Altrettanto disorientato, in un momento della sua vita, e, come altri personaggi di Mastroianni, in cammino nel tentativo di ridefinire il senso della propria esistenza, è Spyros, apicoltore greco che, al termine di un percorso nella Grecia meno frequentata, sceglie la morte per suicidio facendosi attaccare dalle api. È una scena epica posta da Theo Anghelopoulos alla fine de Il volo (1986).
Un altro tipo di viaggio compie l’ultimo discendente di una nobile famiglia che, dopo una rivoluzione, si trasferisce a Londra. Accade in Leone l’ultimo (1969) di John Boorman, con Mastroianni che porta al cinema un altro personaggio fisicamente e mentalmente in preda a un disagio - sorto in questo caso da una crisi sociale che diventa metafora di un cambiamento generazionale (gli anni Sessanta).
Avanti e indietro nel tempo.

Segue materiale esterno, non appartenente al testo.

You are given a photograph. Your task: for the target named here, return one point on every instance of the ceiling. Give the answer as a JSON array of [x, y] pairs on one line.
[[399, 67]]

Tra i film nati dalla intensa collaborazione con Marco Ferreri c’è uno dei capolavori meno noti del regista milanese, Break Up - L’uomo dei cinque palloni (1963-1967), recentemente restaurato e riportato al suo splendore originale e alla sua integralità. Mastroianni è superbo nel delineare lo sconfinamento nella follia, anche qui risolta con un suicidio, di un ricco industriale la cui unica necessità diventa quella di comprendere fino a che punto si possa gonfiare un palloncino senza farlo esplodere.

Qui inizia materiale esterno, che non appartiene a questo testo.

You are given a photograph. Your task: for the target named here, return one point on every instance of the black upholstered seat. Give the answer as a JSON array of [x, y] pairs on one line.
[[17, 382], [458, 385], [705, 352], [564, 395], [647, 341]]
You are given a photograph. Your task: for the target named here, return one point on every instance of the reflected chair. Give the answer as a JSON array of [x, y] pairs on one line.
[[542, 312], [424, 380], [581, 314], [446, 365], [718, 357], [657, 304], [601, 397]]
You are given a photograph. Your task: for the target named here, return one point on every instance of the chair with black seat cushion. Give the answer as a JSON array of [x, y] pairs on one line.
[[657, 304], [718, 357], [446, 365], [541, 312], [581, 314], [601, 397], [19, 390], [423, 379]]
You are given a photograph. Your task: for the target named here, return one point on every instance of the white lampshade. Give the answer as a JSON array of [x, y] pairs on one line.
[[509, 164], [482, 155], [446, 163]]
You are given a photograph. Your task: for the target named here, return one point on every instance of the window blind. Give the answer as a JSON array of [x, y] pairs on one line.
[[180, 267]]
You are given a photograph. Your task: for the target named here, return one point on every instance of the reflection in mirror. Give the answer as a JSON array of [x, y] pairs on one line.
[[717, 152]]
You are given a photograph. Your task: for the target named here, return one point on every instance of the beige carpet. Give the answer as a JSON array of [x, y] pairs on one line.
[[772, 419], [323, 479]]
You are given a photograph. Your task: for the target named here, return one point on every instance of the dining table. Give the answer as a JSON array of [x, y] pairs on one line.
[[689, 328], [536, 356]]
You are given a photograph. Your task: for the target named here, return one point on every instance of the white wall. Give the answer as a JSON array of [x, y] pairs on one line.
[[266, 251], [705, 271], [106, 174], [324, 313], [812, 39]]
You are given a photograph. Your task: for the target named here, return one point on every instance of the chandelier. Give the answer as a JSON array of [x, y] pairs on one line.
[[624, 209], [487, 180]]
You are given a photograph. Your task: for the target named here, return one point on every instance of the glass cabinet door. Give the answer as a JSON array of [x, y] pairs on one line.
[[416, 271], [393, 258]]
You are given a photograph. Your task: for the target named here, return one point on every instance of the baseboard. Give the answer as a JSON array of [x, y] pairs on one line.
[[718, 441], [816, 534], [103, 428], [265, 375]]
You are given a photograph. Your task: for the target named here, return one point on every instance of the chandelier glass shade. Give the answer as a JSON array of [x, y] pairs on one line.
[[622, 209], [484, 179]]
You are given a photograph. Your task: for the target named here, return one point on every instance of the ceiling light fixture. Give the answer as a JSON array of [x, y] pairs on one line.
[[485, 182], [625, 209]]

Ma non si possono non ricordare il sindacalista de I compagni (1963) di Mario Monicelli, il contadino povero e innamorato del folgorante Giorni d’amore (1954) di Giuseppe De Santis, il Casanova (lui, “uomo che amava le donne”, come ha titolato il quotidiano La Stampa lunedì 19 dicembre 2016) nel film in costume Il mondo nuovo (1982) di Ettore Scola.